Big Data

Characterizing Datasets and Constructing Higher Fashions with Continued Pre-Coaching

27 November 2024

Whereas giant language fashions (LLMs) are more and more adept at fixing normal duties, they’ll typically fall brief on particular domains which might be dissimilar to the info they had been educated on. In such instances, how do you successfully and effectively adapt an open-source LLM to your wants? This may be difficult as a result of many selections concerned, akin to coaching strategies and information choice. This weblog put up will discover one technique for customizing LLMs — Continued Pre-Coaching (CPT) — and supply steering on executing this course of successfully. Moreover, we think about how CPT can be utilized as a software to effectively characterize datasets, i.e. higher perceive which analysis metrics are helped, damage, or unaffected by the info.

Efficient CPT requires consideration to a few key hyperparameters: (1) studying price, (2) coaching length, and (3) information combination. As well as, easy weight averaging is a simple option to mitigate forgetting brought on by CPT. This weblog outlines these processes from begin to end that will help you unlock probably the most worth out of your CPT runs.

Continued Pre-Coaching vs. Advantageous-Tuning

What’s Continued Pre-Coaching (CPT), and the way does it differ from fine-tuning?

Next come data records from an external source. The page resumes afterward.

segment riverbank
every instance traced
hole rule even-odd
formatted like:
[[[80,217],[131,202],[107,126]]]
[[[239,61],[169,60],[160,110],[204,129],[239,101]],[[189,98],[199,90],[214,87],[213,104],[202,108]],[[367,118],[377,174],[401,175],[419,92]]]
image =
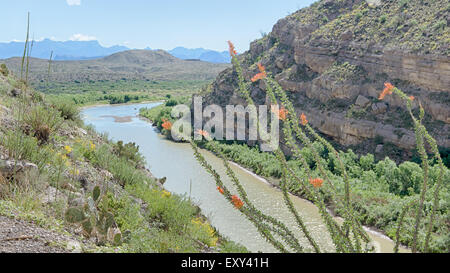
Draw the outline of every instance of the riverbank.
[[[147,104],[147,103],[159,103],[159,102],[164,102],[164,100],[146,100],[146,101],[136,101],[136,102],[127,102],[127,103],[118,103],[118,104],[111,104],[108,101],[105,101],[103,103],[98,103],[95,102],[93,104],[88,104],[88,105],[81,105],[78,107],[78,109],[80,109],[80,111],[83,111],[85,109],[89,109],[89,108],[93,108],[93,107],[102,107],[102,106],[120,106],[120,105],[132,105],[132,104]]]
[[[228,162],[231,165],[236,166],[236,167],[240,168],[241,170],[245,171],[246,173],[248,173],[249,175],[255,177],[259,181],[261,181],[261,182],[263,182],[263,183],[265,183],[267,185],[270,185],[273,188],[275,188],[275,189],[277,189],[277,190],[279,190],[281,192],[278,180],[276,180],[276,179],[267,179],[267,178],[261,177],[261,176],[255,174],[255,173],[253,173],[252,171],[248,170],[247,168],[237,164],[236,162],[233,162],[233,161],[228,161]],[[295,194],[292,194],[292,193],[289,193],[289,195],[291,197],[301,198],[302,200],[307,201],[307,202],[311,203],[311,205],[313,205],[313,203],[311,201],[309,201],[307,199],[304,199],[302,196],[298,196],[298,195],[295,195]],[[328,207],[327,210],[336,220],[338,220],[340,223],[343,222],[343,219],[341,217],[339,217],[334,210],[332,210],[330,207]],[[375,227],[368,227],[368,226],[363,226],[363,228],[364,228],[364,230],[366,232],[369,232],[371,235],[373,235],[372,239],[376,239],[376,237],[379,237],[379,238],[381,238],[383,240],[386,240],[387,242],[391,243],[392,245],[395,244],[395,242],[391,238],[386,236],[386,234],[384,234],[382,230],[377,229]],[[400,250],[400,252],[411,252],[411,250],[407,246],[402,245],[402,244],[400,244],[399,250]],[[380,249],[379,245],[378,245],[378,248],[376,249],[376,251],[377,252],[381,252],[381,249]]]
[[[174,122],[170,116],[170,106],[158,106],[153,109],[143,110],[140,115],[154,120],[156,127],[161,130],[162,134],[170,138],[170,131],[163,128],[163,121]],[[249,147],[245,144],[238,143],[216,143],[225,156],[245,167],[253,173],[265,177],[268,181],[275,182],[281,177],[281,165],[277,158],[270,153],[262,153],[257,147]],[[208,144],[201,142],[199,145],[207,150]],[[328,150],[320,143],[314,143],[314,149],[322,157],[325,171],[329,175],[330,181],[337,188],[340,194],[344,194],[344,182],[340,176],[339,162],[337,162],[334,154],[330,154]],[[313,173],[312,176],[320,177],[322,174],[317,170],[314,163],[314,156],[310,148],[302,149],[302,156],[310,165]],[[352,150],[339,151],[344,166],[347,168],[347,174],[350,181],[350,192],[353,207],[360,217],[360,221],[372,230],[383,233],[391,240],[396,240],[397,227],[400,215],[407,204],[419,198],[421,190],[424,170],[421,165],[415,162],[405,161],[400,164],[395,163],[386,157],[384,160],[376,161],[372,154],[356,155]],[[295,173],[302,177],[304,171],[299,166],[302,165],[300,160],[291,158],[288,160],[289,166]],[[439,165],[432,163],[428,170],[429,173],[435,174],[430,177],[428,183],[430,194],[427,194],[427,202],[432,202],[431,192],[436,187],[438,173],[440,173]],[[445,178],[448,177],[448,178]],[[450,171],[448,168],[444,172],[444,180],[450,179]],[[450,251],[450,224],[448,219],[450,185],[444,184],[439,194],[438,208],[435,215],[435,227],[431,236],[430,251],[431,252],[448,252]],[[288,183],[288,190],[296,196],[302,197],[301,187],[296,183]],[[333,194],[331,189],[325,184],[321,189],[324,198],[327,200],[328,208],[336,215],[341,215],[341,211],[336,210],[330,205],[333,202]],[[414,233],[415,208],[408,210],[403,219],[402,232],[399,233],[400,244],[410,247]],[[429,218],[430,211],[425,210],[423,217]],[[422,221],[421,229],[425,229],[427,220]],[[421,240],[424,240],[422,238]],[[423,247],[423,246],[420,246]]]
[[[245,251],[165,190],[134,144],[98,134],[60,106],[0,75],[0,250]]]
[[[226,144],[222,144],[222,145],[226,145]],[[210,149],[208,147],[208,145],[200,145],[201,148],[206,149],[210,152],[212,152],[212,149]],[[251,169],[249,169],[249,166],[245,164],[245,162],[243,161],[239,161],[239,162],[235,162],[232,160],[229,160],[229,162],[231,164],[233,164],[234,166],[237,166],[238,168],[241,168],[242,170],[244,170],[245,172],[249,173],[250,175],[254,176],[255,178],[257,178],[259,181],[270,185],[271,187],[277,189],[278,191],[281,192],[280,186],[279,186],[279,179],[275,178],[275,177],[266,177],[266,176],[260,176],[258,174],[256,174],[254,171],[252,171]],[[310,204],[313,204],[310,200],[308,200],[307,198],[305,198],[304,195],[299,194],[299,191],[292,191],[290,190],[289,194],[291,195],[291,197],[296,197],[296,198],[300,198]],[[332,202],[331,202],[331,197],[329,197],[329,195],[326,195],[326,198],[328,198],[328,202],[326,203],[327,206],[327,210],[328,212],[338,221],[338,222],[343,222],[343,219],[341,218],[340,215],[340,211],[336,210],[336,208],[334,206],[332,206]],[[358,205],[358,203],[355,203],[354,205]],[[358,212],[358,211],[357,211]],[[367,222],[362,222],[362,224],[364,225],[364,229],[369,232],[369,236],[373,239],[373,240],[380,240],[382,241],[382,243],[384,244],[384,246],[386,245],[391,245],[392,248],[387,249],[386,247],[384,247],[384,251],[390,252],[393,249],[393,246],[395,245],[395,242],[393,241],[393,238],[390,238],[385,231],[383,231],[380,228],[377,228],[375,226],[368,226],[366,225]],[[408,248],[408,246],[400,243],[400,252],[410,252],[410,249]]]
[[[147,122],[152,123],[152,125],[154,125],[153,122],[151,122],[151,120],[149,118],[146,118],[146,117],[141,117],[141,118]],[[159,128],[158,128],[158,131],[161,133]],[[210,149],[207,149],[207,147],[205,147],[205,145],[201,145],[201,146],[202,146],[202,148],[205,148],[206,150],[210,151]],[[252,171],[251,169],[249,169],[247,166],[245,166],[245,164],[242,164],[242,162],[239,162],[241,164],[239,164],[237,162],[233,162],[233,161],[229,161],[229,162],[231,163],[232,166],[239,168],[240,170],[244,171],[248,175],[257,179],[259,182],[269,185],[270,187],[276,189],[278,192],[281,192],[279,185],[278,185],[278,179],[273,178],[273,177],[267,178],[264,176],[260,176],[260,175],[256,174],[254,171]],[[291,193],[291,196],[302,199],[302,196],[300,196],[300,195],[294,195]],[[308,202],[311,205],[311,207],[314,207],[311,202],[309,202],[305,199],[302,199],[302,200],[304,200],[305,202]],[[332,210],[331,207],[329,207],[329,209]],[[336,213],[333,211],[332,215],[336,215]],[[392,251],[394,243],[390,238],[388,238],[380,230],[376,230],[375,228],[365,227],[365,229],[368,231],[369,236],[371,236],[374,239],[381,240],[380,245],[382,246],[384,252]],[[407,252],[408,250],[404,247],[401,247],[400,251]]]

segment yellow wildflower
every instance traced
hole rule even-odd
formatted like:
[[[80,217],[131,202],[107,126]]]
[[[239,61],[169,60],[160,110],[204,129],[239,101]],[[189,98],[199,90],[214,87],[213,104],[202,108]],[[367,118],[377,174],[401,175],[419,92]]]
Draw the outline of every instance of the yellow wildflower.
[[[70,146],[64,146],[64,150],[66,150],[66,154],[70,154],[72,152],[72,147]]]
[[[62,161],[67,161],[67,155],[66,155],[66,154],[57,153],[56,155],[57,155],[60,159],[62,159]]]
[[[217,245],[219,238],[215,236],[216,232],[208,222],[203,222],[200,217],[192,219],[191,222],[195,225],[196,229],[201,230],[207,235],[207,238],[204,238],[204,242],[208,244],[208,246],[212,247]]]
[[[162,191],[162,196],[163,197],[170,197],[172,194],[170,193],[170,192],[168,192],[168,191],[166,191],[166,190],[163,190]]]

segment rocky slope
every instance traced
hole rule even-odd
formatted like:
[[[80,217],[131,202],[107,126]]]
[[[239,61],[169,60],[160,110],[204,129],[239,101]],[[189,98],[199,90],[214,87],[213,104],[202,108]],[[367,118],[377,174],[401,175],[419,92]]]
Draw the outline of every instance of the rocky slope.
[[[343,146],[380,154],[414,148],[404,105],[392,96],[378,100],[383,83],[392,82],[416,98],[416,109],[423,105],[426,126],[448,148],[449,11],[445,0],[321,0],[279,20],[239,59],[247,79],[262,63],[298,113]],[[244,104],[233,69],[211,89],[206,104]],[[256,103],[266,102],[263,83],[251,90]]]
[[[27,221],[0,216],[0,253],[79,252],[78,239]]]
[[[245,251],[164,181],[134,143],[0,70],[0,252]]]

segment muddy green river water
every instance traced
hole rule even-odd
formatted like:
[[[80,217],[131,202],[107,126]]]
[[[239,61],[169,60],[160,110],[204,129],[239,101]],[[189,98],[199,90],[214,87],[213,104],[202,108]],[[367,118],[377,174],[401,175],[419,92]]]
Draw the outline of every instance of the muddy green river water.
[[[221,234],[241,243],[252,252],[276,252],[259,235],[253,224],[220,195],[212,177],[195,160],[189,144],[166,140],[150,123],[137,116],[140,108],[151,108],[158,104],[95,106],[83,109],[82,116],[86,124],[92,124],[100,133],[107,133],[111,139],[135,142],[139,145],[151,172],[156,177],[167,177],[164,187],[173,193],[190,195]],[[221,160],[208,151],[202,153],[231,187]],[[286,208],[281,192],[263,178],[236,164],[232,164],[232,168],[254,204],[290,226],[303,245],[307,246],[306,238],[301,235],[294,218]],[[324,251],[333,251],[330,236],[316,207],[298,197],[292,196],[292,200],[321,248]],[[387,237],[374,231],[369,231],[369,235],[379,252],[392,252],[394,244]]]

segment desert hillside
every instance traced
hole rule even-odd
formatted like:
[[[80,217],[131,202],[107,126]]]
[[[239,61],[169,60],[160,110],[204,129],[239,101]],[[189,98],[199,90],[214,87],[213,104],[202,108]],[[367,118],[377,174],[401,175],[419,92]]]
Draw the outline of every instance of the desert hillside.
[[[20,75],[22,58],[2,60],[7,67]],[[29,75],[36,84],[49,79],[51,82],[92,82],[127,80],[212,80],[229,67],[228,64],[213,64],[188,61],[173,57],[163,50],[130,50],[84,61],[52,61],[49,75],[49,60],[30,58]]]
[[[402,102],[378,96],[392,82],[429,115],[442,149],[450,147],[450,5],[434,1],[322,0],[279,20],[239,56],[247,80],[262,63],[321,133],[360,152],[410,159],[415,138]],[[206,103],[244,103],[233,69],[212,85]],[[256,103],[265,86],[251,86]],[[244,103],[245,104],[245,103]],[[406,151],[409,149],[410,151]]]
[[[0,253],[221,251],[198,206],[145,165],[135,143],[0,70]]]

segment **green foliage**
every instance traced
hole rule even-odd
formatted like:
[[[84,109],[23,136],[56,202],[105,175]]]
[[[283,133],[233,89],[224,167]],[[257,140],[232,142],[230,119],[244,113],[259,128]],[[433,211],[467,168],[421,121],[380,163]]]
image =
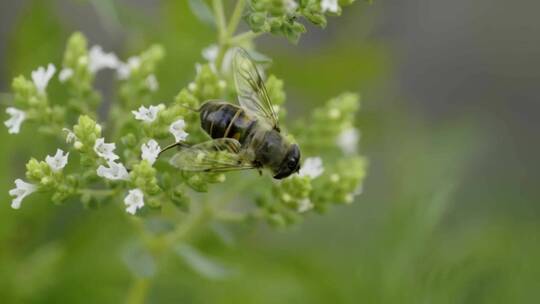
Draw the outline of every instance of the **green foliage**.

When working with a brand new, particular area (eg. a medical area) that was not properly represented in a mannequin’s pre-training corpus, the mannequin may lack factual information vital to performing properly on that area. Whereas one may pre-train a brand new mannequin from scratch, this isn’t an economical technique as pre-trained fashions already possess many core language and reasoning capabilities that we need to leverage on the brand new area. Continued Pre-Coaching refers back to the value efficient various to pre-training. On this course of, we additional practice a base pre-trained LLM on a big corpus of domain-specific textual content paperwork. This augments the mannequin’s normal information with particular data from the actual area. The info sometimes consists of enormous quantities of uncooked textual content, akin to medical journals or mathematical texts.

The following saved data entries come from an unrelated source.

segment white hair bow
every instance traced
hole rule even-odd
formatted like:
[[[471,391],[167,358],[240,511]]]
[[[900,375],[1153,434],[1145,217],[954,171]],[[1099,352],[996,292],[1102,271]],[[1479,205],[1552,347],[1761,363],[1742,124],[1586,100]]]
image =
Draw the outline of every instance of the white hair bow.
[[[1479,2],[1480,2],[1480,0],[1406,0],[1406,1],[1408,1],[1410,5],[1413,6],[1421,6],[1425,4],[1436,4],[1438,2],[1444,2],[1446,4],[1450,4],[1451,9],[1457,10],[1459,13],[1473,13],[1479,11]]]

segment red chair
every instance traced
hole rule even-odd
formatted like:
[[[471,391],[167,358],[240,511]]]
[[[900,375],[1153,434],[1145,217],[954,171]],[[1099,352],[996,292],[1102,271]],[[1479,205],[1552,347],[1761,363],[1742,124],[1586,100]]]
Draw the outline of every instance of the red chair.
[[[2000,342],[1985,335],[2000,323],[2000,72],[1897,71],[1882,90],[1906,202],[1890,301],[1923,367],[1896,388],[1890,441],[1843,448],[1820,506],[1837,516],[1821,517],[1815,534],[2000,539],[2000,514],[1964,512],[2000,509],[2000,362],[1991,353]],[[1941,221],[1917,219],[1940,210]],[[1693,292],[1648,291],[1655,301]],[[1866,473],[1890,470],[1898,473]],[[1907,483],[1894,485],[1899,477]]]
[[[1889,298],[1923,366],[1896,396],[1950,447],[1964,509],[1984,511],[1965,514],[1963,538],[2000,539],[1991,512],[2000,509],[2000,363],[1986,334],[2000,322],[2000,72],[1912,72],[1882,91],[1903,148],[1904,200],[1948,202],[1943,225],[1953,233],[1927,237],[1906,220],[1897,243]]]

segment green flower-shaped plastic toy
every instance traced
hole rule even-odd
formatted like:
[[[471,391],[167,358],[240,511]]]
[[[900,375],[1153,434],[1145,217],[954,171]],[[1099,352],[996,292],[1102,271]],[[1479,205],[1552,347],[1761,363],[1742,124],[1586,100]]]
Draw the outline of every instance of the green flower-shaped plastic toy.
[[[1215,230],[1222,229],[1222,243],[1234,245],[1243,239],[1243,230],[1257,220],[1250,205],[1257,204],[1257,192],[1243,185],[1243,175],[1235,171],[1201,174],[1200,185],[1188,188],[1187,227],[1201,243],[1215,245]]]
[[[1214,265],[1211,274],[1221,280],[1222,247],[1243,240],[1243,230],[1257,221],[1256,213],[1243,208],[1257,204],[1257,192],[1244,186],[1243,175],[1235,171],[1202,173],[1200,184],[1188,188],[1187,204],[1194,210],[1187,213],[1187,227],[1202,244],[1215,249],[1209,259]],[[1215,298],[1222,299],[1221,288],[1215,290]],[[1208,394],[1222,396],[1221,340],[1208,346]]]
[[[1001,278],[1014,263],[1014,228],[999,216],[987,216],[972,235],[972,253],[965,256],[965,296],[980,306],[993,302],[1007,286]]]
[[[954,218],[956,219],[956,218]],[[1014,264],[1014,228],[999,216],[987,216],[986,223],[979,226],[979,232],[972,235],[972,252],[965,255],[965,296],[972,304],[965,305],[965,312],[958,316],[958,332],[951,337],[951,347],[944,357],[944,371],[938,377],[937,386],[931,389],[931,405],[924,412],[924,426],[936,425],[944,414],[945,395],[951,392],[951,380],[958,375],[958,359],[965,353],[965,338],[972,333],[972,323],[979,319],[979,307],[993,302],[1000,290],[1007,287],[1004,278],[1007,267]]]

Advantageous-Tuning, however, entails coaching a language mannequin on a a lot smaller, task-specific dataset. This dataset typically comprises labeled input-output pairs, akin to questions and solutions, to align the mannequin’s habits to carry out a particular, well-defined process. Whereas a CPT dataset may comprise billions of tokens of uncooked, unstructured textual content, a fine-tuning dataset will comprise thousands and thousands of tokens of structured input-output pairs. That is typically not a enough quantity of knowledge to show a mannequin factual data from a very new area. On this case, it will be more practical to fine-tune for model and alignment after CPT.

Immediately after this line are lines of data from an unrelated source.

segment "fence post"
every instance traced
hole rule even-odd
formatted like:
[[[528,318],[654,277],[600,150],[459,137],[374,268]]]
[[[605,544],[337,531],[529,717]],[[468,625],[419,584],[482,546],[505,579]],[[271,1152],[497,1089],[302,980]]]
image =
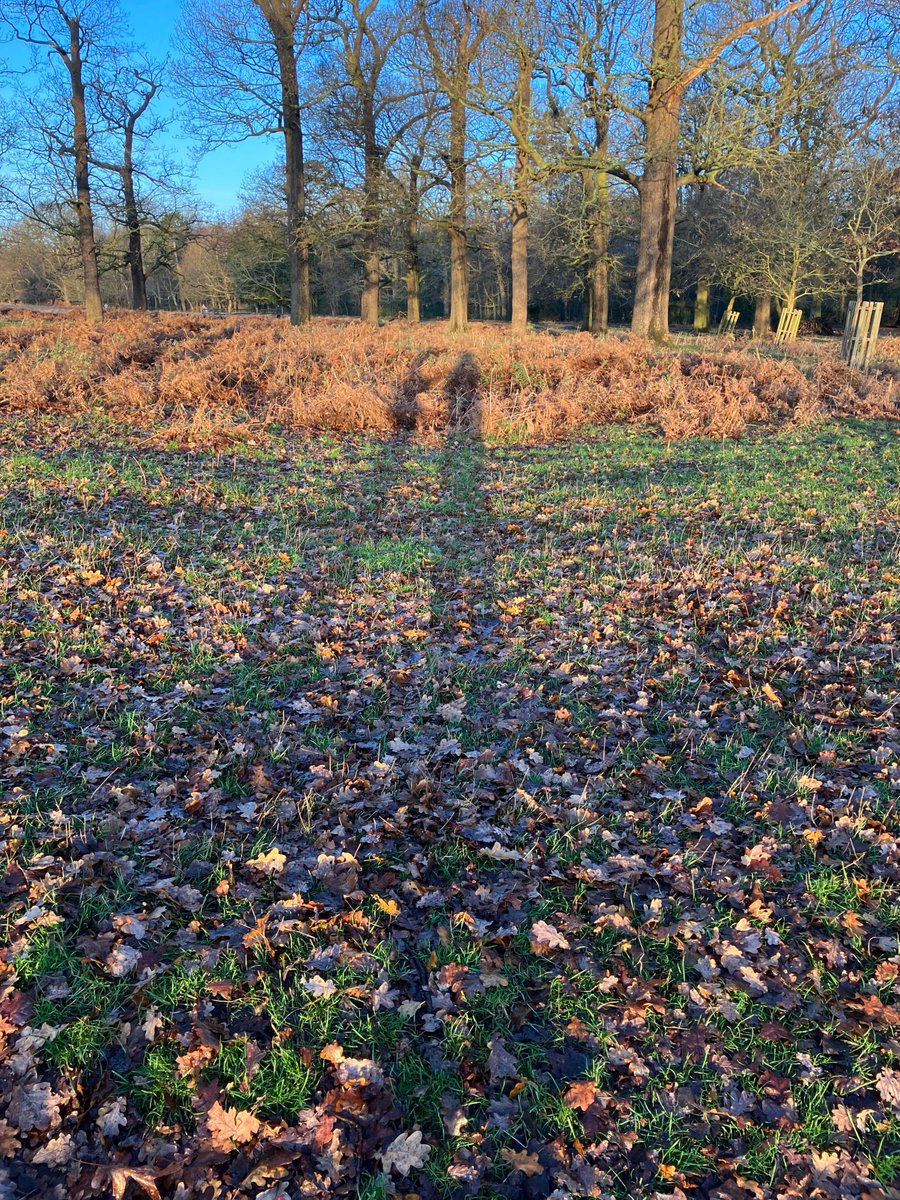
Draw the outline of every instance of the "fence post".
[[[800,328],[800,320],[803,313],[799,308],[783,308],[781,317],[778,321],[778,328],[775,331],[775,345],[780,346],[785,342],[792,342],[797,336],[797,330]]]
[[[881,314],[884,302],[864,300],[862,304],[852,301],[847,310],[844,336],[841,339],[841,358],[849,366],[865,371],[878,341]]]

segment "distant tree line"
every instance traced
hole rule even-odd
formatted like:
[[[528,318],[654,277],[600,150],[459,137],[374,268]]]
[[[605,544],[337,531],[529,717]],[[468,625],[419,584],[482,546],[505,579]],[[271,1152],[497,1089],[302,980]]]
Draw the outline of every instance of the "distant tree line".
[[[878,0],[4,0],[0,300],[577,321],[900,297],[895,8]],[[167,161],[267,138],[221,217]]]

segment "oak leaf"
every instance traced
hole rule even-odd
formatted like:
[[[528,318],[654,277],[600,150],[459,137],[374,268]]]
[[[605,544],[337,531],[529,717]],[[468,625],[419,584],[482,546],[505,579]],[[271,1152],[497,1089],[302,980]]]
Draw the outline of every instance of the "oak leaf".
[[[124,1200],[125,1189],[129,1183],[136,1184],[150,1200],[161,1200],[159,1188],[156,1186],[156,1171],[151,1167],[110,1167],[109,1182],[113,1200]]]
[[[490,1053],[488,1054],[488,1070],[491,1074],[491,1083],[499,1083],[502,1079],[515,1079],[519,1073],[519,1068],[515,1058],[506,1049],[502,1038],[492,1038],[488,1042]]]
[[[72,1135],[68,1133],[57,1134],[55,1138],[50,1138],[38,1150],[34,1152],[33,1163],[39,1163],[44,1167],[64,1167],[72,1161],[72,1155],[75,1152],[75,1146],[72,1142]]]
[[[287,855],[283,854],[277,846],[273,846],[265,854],[257,854],[256,858],[247,860],[247,866],[252,867],[254,871],[259,871],[260,875],[280,875],[286,865]]]
[[[232,1150],[259,1133],[259,1119],[252,1112],[223,1108],[217,1100],[206,1114],[209,1140],[215,1150]]]
[[[531,949],[535,954],[546,954],[549,950],[568,950],[569,943],[554,925],[546,921],[535,921],[528,934]]]
[[[900,1110],[900,1071],[885,1067],[879,1072],[875,1087],[886,1104]]]
[[[597,1099],[597,1085],[590,1079],[578,1079],[571,1084],[563,1099],[569,1108],[587,1112]]]
[[[529,1154],[527,1150],[502,1150],[500,1157],[508,1162],[514,1171],[521,1171],[523,1175],[543,1175],[544,1173],[541,1160],[536,1154]]]
[[[396,1171],[398,1175],[409,1175],[425,1166],[431,1147],[422,1141],[421,1131],[398,1134],[381,1155],[381,1165],[385,1173]]]

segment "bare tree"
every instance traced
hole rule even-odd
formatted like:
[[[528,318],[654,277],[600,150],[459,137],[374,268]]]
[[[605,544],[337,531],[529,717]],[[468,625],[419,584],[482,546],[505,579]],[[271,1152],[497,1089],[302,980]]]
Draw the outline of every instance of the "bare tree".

On this put up, we concentrate on the case of continued pre-training. We reveal how CPT can improve a small LLM’s factual information efficiency to match that of a a lot bigger LLM. We’ll define the whole course of for:

Displaying the right way to optimize hyperparameters.
Measuring the impact of various datasets.
Growing heuristics for mixing datasets.
Mitigating forgetting.

Lastly we think about how the efficiency positive factors from continued pre-training scale with coaching FLOPS, a measure of the quantity of compute used to coach the mannequin.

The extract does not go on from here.